Qui sont vos client·e·s actuel·le·s actuels et quels sont vos marchés potentiels?
Depuis 2024, nous avons eu plus de 90 utilisateurs·trices et plus de 220 annonces actives. Au départ, nous avons dédié notre offre aux professionnel·le·s. Puis, début 2025, nous avons élargi aux particulier·ère·s, en réponse à l’essor de l’auto-construction. L’objectif : leur permettre d’accéder à des matériaux professionnel·le·s à prix réduit. Nos client·e·s sont donc à la fois des particulier·ère·s et des professionnel·le·s du bâtiment. À terme, nous voulons nous ouvrir davantage aux PME de la construction, aux faîtières des métiers du bâtiment et au secteur des travaux publics.
Quels sont les bénéfices pour les usagers·ères et en quoi votre solution est-elle différente de celles existantes dans votre domaine d’activité?
Notre solution offre un double bénéfice. Économique d’abord : l’accès et l’utilisation de la plateforme sont gratuits. Environnemental ensuite : en donnant une seconde vie aux surplus, nous réduisons les déchets et les émissions liées au transport et à la production. Contrairement aux plateformes généralistes, Logistock est entièrement dédiée au secteur de la construction.
Comment vous positionnez-vous face à la concurrence?
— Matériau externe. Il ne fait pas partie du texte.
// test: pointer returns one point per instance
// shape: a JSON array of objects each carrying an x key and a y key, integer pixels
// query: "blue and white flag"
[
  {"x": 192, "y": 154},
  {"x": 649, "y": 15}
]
Notre force, c’est notre spécialisation et notre ancrage local. Nous travaillons avec des partenaires du secteur, dont un leader suisse avec qui nous avons établi un partenariat stratégique. Le label Carbon Fri, que nous avons obtenu, renforce notre crédibilité sur le plan de la durabilité.
Quelles sont les prochaines étapes prévues?
Nous souhaitons élargir notre réseau, notamment en collaborant avec de nouvelles filiales d’HGC et en renforçant notre présence auprès des entreprises de construction fribourgeoises. L’objectif à moyen terme est de faire connaître Logistock dans toute la Suisse romande.
Pour conclure, comment s’illustre votre collaboration avec Fri Up?
C’est en 2021, lors d’une présentation organisée par notre Collège du Sud de Bulle, que nous avons découvert Fri Up – pile au moment où germait l’idée de Logistock. Nous avons ensuite été invités à pitcher par l’association lors du start-up lunch du mois de septembre dernier : une belle vitrine qui nous a permis de présenter notre solution à l’écosystème fribourgeois et donné l’occasion d’élargir notre réseau.